Architettura e democrazia by Settis Salvatore

Architettura e democrazia by Settis Salvatore

autore:Settis, Salvatore [Settis, Salvatore]
La lingua: eng
Format: epub
pubblicato: 0101-01-01T00:00:00+00:00


È venuta l’ora di sfidare i confini difficili dentro e intorno alla città, ripudiando il pensiero unico di una «modernità» senza immaginazione che si riconosce nelle icone alla moda del grattacielo e della megalopoli. Di vedere nelle città, nei paesaggi, nell’habitat degli umani, nello spazio non una merce passiva da sfruttare ma il vivo scenario di una democrazia futura.

IV.

Eine zweite Natur

L’architettura fra città e campagna

Fra i processi in atto nel nostro tempo, che tendiamo a leggere solo in termini di progresso tecnologico e di globalizzazione economica, forse nessuno ha conseguenze tanto profonde sulla felicità individuale e sulla forma della società quanto la rivoluzione dei confini urbani. Come ho cercato di mostrare nel capitolo precedente, uno sviluppo confuso e apparentemente incontrollabile segna un mutamento radicale: possiamo descriverlo riassuntivamente come la morte dei confini della città e la vittoria dei confini nella città. La città storica fu concepita per millenni in Europa secondo una forma urbis ricchissima di varianti, ma sempre entro alcuni caratteri ricorrenti: fra questi, il perimetro delle mura che ne segnava i limiti e il graduale, armonico trapasso dallo spazio urbano alla campagna attraverso una fascia periurbana doppiamente orientata (verso la città e verso la campagna). Pensare in questi termini la città storica in un’epoca, la nostra, che ne promuove il degrado, la marginalizzazione e talora la devastazione non dev’essere, tuttavia, un esercizio della memoria o (peggio ancora) della nostalgia, né presuppone la condanna di ogni trasformazione della forma urbana. Al contrario, la città storica può e deve essere una sorta di «macchina per pensare» il nostro tempo, con la capacità analitica (che solo la dimensione storica può donare) di riconoscere, negli sviluppi in atto, quanto riteniamo favorevole al ben vivere delle generazioni future e quanto, invece, piú o meno platealmente vi si oppone.

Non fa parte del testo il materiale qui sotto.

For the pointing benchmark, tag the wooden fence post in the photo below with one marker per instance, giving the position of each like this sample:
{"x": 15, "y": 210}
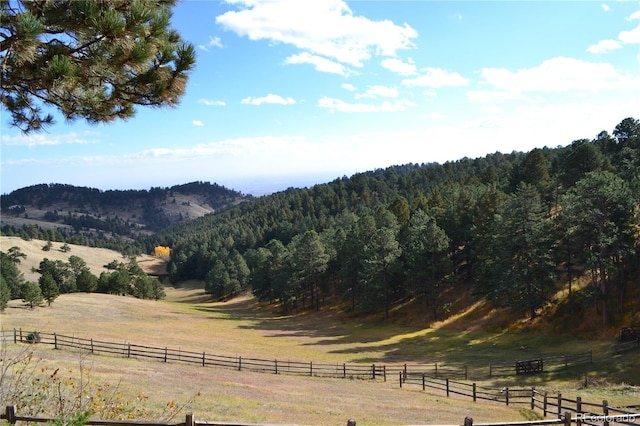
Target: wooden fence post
{"x": 190, "y": 420}
{"x": 533, "y": 397}
{"x": 605, "y": 411}
{"x": 579, "y": 410}
{"x": 559, "y": 405}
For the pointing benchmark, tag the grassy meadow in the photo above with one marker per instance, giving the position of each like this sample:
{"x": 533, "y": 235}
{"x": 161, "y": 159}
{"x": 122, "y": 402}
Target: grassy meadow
{"x": 189, "y": 320}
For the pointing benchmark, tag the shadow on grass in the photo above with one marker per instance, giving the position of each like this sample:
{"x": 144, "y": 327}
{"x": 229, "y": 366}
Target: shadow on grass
{"x": 386, "y": 343}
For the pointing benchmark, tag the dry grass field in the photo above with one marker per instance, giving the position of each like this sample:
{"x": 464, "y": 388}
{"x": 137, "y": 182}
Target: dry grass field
{"x": 189, "y": 320}
{"x": 224, "y": 394}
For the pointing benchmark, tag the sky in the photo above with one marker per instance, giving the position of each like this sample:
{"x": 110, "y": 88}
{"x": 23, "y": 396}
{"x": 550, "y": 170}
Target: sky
{"x": 291, "y": 93}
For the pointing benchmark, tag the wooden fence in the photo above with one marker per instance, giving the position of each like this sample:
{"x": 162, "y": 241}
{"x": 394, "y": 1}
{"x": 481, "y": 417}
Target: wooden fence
{"x": 626, "y": 346}
{"x": 557, "y": 405}
{"x": 356, "y": 371}
{"x": 566, "y": 419}
{"x": 166, "y": 354}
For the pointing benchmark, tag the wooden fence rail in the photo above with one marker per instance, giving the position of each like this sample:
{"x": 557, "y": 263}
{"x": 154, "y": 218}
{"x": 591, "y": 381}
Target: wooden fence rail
{"x": 566, "y": 419}
{"x": 166, "y": 354}
{"x": 549, "y": 362}
{"x": 626, "y": 346}
{"x": 548, "y": 404}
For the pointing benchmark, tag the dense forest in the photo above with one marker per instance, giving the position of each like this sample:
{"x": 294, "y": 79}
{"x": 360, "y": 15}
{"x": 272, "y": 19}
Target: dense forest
{"x": 513, "y": 228}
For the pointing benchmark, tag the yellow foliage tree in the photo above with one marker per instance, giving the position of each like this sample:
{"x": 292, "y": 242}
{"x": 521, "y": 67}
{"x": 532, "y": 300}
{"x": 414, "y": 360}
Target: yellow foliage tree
{"x": 162, "y": 251}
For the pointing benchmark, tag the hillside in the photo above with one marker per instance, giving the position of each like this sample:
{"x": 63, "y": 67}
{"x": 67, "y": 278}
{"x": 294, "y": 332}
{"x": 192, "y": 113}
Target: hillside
{"x": 515, "y": 231}
{"x": 68, "y": 212}
{"x": 95, "y": 258}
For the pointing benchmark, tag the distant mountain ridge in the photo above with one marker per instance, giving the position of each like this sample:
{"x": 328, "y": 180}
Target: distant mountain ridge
{"x": 127, "y": 213}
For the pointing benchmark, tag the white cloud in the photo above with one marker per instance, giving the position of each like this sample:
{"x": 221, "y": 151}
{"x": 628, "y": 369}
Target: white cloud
{"x": 493, "y": 96}
{"x": 321, "y": 27}
{"x": 624, "y": 37}
{"x": 631, "y": 36}
{"x": 342, "y": 106}
{"x": 399, "y": 67}
{"x": 44, "y": 139}
{"x": 604, "y": 46}
{"x": 213, "y": 42}
{"x": 436, "y": 78}
{"x": 559, "y": 75}
{"x": 269, "y": 99}
{"x": 379, "y": 91}
{"x": 321, "y": 64}
{"x": 209, "y": 102}
{"x": 634, "y": 15}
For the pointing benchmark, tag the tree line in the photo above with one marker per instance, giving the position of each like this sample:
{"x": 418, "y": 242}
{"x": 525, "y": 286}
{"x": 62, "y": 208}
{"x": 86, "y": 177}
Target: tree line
{"x": 58, "y": 277}
{"x": 513, "y": 228}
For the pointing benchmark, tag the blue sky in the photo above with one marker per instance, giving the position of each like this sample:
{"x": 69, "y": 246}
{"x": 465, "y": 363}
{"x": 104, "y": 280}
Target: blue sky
{"x": 292, "y": 93}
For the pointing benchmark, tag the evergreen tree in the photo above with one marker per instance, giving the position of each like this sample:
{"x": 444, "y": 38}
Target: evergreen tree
{"x": 48, "y": 287}
{"x": 309, "y": 261}
{"x": 522, "y": 271}
{"x": 601, "y": 207}
{"x": 427, "y": 262}
{"x": 5, "y": 294}
{"x": 94, "y": 60}
{"x": 31, "y": 293}
{"x": 11, "y": 275}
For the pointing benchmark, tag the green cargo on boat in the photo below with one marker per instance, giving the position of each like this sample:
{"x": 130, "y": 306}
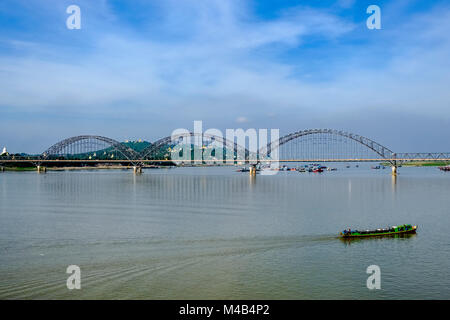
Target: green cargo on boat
{"x": 403, "y": 229}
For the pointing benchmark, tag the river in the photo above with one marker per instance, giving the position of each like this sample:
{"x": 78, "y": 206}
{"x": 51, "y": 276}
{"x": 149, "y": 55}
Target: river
{"x": 213, "y": 233}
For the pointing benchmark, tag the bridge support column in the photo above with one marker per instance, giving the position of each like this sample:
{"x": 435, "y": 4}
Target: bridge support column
{"x": 41, "y": 169}
{"x": 252, "y": 170}
{"x": 394, "y": 170}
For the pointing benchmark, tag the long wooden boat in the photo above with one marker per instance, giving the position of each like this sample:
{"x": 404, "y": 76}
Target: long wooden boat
{"x": 403, "y": 229}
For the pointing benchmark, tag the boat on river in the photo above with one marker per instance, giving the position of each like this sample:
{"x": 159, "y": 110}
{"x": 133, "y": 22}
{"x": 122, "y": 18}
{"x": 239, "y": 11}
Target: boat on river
{"x": 394, "y": 230}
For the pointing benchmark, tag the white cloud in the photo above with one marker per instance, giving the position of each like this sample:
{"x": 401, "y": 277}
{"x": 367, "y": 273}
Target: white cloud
{"x": 214, "y": 59}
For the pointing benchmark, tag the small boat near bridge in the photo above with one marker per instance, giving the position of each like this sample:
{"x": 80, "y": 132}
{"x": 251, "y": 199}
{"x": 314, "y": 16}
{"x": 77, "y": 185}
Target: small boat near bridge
{"x": 394, "y": 230}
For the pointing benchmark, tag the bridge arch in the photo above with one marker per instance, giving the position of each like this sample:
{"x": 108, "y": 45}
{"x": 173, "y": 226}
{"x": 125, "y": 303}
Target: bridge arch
{"x": 382, "y": 151}
{"x": 210, "y": 138}
{"x": 87, "y": 144}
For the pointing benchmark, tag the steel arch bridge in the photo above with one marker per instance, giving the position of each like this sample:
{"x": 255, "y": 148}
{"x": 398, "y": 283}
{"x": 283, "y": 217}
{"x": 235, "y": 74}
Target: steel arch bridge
{"x": 315, "y": 145}
{"x": 196, "y": 141}
{"x": 86, "y": 145}
{"x": 325, "y": 145}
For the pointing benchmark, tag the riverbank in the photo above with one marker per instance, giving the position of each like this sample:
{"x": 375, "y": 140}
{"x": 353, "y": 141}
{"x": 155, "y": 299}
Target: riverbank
{"x": 420, "y": 164}
{"x": 21, "y": 169}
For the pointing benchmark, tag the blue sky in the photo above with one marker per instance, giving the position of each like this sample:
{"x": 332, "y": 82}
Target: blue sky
{"x": 140, "y": 69}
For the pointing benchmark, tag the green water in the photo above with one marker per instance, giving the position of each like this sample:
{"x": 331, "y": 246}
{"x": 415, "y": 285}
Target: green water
{"x": 212, "y": 233}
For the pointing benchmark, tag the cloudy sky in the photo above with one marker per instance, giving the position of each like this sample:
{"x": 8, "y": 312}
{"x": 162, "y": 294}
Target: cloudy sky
{"x": 140, "y": 69}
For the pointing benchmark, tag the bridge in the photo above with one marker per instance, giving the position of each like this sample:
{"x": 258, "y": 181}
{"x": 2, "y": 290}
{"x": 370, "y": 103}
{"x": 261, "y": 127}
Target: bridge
{"x": 314, "y": 145}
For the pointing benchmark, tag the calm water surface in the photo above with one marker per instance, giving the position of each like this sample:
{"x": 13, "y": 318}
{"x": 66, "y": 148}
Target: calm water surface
{"x": 212, "y": 233}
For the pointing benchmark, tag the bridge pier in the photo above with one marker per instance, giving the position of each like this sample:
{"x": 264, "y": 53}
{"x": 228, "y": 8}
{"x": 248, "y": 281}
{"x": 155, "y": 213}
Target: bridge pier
{"x": 41, "y": 169}
{"x": 394, "y": 170}
{"x": 252, "y": 170}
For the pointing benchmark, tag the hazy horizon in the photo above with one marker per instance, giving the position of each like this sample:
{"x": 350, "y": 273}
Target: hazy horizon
{"x": 139, "y": 70}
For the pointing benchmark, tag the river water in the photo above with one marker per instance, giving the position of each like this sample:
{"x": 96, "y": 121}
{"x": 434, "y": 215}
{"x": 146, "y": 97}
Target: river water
{"x": 213, "y": 233}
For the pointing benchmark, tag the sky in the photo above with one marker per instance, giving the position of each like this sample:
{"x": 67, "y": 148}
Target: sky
{"x": 141, "y": 69}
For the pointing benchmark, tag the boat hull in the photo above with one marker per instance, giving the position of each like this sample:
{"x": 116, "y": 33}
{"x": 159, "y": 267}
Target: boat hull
{"x": 381, "y": 234}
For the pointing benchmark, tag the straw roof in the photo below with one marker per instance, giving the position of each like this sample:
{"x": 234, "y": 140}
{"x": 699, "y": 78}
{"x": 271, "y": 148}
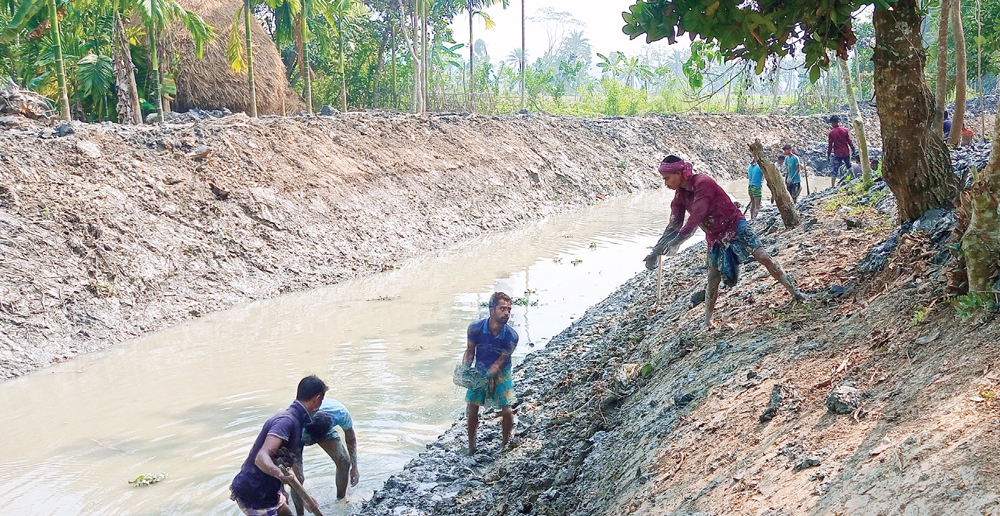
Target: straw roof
{"x": 210, "y": 83}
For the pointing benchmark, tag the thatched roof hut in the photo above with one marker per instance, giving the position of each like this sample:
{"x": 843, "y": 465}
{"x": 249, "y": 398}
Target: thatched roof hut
{"x": 210, "y": 83}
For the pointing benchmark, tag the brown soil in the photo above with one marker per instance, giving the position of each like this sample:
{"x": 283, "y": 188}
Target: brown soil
{"x": 111, "y": 232}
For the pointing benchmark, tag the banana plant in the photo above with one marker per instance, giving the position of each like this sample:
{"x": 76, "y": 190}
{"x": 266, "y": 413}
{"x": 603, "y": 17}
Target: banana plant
{"x": 26, "y": 12}
{"x": 337, "y": 14}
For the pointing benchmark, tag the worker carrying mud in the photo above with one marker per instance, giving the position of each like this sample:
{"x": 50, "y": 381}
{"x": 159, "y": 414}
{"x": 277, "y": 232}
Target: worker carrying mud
{"x": 755, "y": 177}
{"x": 731, "y": 241}
{"x": 793, "y": 175}
{"x": 322, "y": 431}
{"x": 839, "y": 142}
{"x": 490, "y": 344}
{"x": 258, "y": 488}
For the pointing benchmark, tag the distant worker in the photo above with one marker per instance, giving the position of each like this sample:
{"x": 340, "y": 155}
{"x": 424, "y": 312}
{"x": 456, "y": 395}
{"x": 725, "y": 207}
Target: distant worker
{"x": 756, "y": 178}
{"x": 258, "y": 488}
{"x": 856, "y": 169}
{"x": 839, "y": 141}
{"x": 793, "y": 175}
{"x": 322, "y": 431}
{"x": 967, "y": 136}
{"x": 731, "y": 241}
{"x": 490, "y": 343}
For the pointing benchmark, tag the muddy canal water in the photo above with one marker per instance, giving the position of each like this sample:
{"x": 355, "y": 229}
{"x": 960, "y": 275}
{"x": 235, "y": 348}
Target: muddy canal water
{"x": 189, "y": 401}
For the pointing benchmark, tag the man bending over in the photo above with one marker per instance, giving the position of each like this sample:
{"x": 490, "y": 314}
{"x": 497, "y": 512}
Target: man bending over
{"x": 731, "y": 241}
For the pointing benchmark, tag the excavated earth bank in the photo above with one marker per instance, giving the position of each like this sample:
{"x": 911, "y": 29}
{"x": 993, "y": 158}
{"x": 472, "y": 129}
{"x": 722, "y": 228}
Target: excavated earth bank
{"x": 634, "y": 409}
{"x": 108, "y": 232}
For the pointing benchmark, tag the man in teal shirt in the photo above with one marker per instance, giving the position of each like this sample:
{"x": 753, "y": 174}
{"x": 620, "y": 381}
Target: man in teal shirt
{"x": 793, "y": 177}
{"x": 756, "y": 177}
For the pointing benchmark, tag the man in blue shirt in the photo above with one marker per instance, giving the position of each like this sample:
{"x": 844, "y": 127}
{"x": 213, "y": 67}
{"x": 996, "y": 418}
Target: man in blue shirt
{"x": 257, "y": 489}
{"x": 490, "y": 344}
{"x": 756, "y": 177}
{"x": 793, "y": 177}
{"x": 322, "y": 431}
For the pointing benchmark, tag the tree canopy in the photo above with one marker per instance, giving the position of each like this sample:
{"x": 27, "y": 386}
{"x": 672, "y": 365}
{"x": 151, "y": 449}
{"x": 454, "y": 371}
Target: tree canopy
{"x": 755, "y": 30}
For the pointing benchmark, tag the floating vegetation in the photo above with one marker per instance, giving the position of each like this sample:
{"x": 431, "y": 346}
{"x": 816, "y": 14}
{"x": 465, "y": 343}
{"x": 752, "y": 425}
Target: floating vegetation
{"x": 147, "y": 479}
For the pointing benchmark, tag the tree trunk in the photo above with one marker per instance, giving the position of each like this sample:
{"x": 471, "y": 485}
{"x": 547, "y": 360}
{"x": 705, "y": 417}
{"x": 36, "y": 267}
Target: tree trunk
{"x": 343, "y": 74}
{"x": 916, "y": 162}
{"x": 424, "y": 54}
{"x": 522, "y": 55}
{"x": 395, "y": 95}
{"x": 128, "y": 108}
{"x": 776, "y": 183}
{"x": 981, "y": 242}
{"x": 412, "y": 46}
{"x": 941, "y": 77}
{"x": 472, "y": 66}
{"x": 958, "y": 122}
{"x": 249, "y": 41}
{"x": 859, "y": 124}
{"x": 64, "y": 111}
{"x": 300, "y": 57}
{"x": 157, "y": 82}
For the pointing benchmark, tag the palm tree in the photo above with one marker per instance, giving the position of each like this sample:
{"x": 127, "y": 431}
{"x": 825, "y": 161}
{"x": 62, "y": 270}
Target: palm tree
{"x": 239, "y": 61}
{"x": 611, "y": 64}
{"x": 476, "y": 7}
{"x": 958, "y": 122}
{"x": 23, "y": 15}
{"x": 337, "y": 13}
{"x": 156, "y": 16}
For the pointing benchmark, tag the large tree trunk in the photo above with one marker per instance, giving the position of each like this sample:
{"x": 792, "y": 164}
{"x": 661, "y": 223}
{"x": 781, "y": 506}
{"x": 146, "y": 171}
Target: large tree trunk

Per spiegarmi con un esempio addotto da Jared Diamond nelle sue lezioni romane del 20151, in una società tradizionale e «arretrata» come quella di Papua - Nuova Guinea, nel 1961 erano ignote le malattie cardiache, il diabete e l’obesità, eppure la durata media della vita non superava i cinquant’anni. Oggi quel Paese si è fortemente modernizzato (tecnologia, trasporti, alimentazione) e la durata media della vita si sta lentamente allungando, ma i diabetici sono il 37 per cento della popolazione (sette volte piú che in Italia), gli infarti frequentissimi, l’obesità assai diffusa; la violenza urbana, prima sconosciuta, è ora dilagante, e colpisce in particolare i due terzi della popolazione femminile, con un’intensità assai maggiore nei quartieri piú derelitti (anche qui ben distinti da quelli relativamente prosperi). Dobbiamo dunque rimpiangere la società tradizionale e propugnarne un ritorno, peraltro improbabile? Certo che no: ma dobbiamo guardarci dal prendere i fenomeni piú negativi, dall’obesità alla violenza urbana, come «conseguenze necessarie» della modernizzazione, accettandole passivamente. A Port Moresby come in Europa, dobbiamo distinguere il grano dal loglio, gli sviluppi positivi dagli effetti negativi, «vedere» la forma della città e della società del passato in controluce su quella del presente: un esercizio della mente indispensabile per poter pensare il futuro, per poterlo costruire senza perdere i vantaggi conseguiti, ma anche senza subire passivamente gli svantaggi.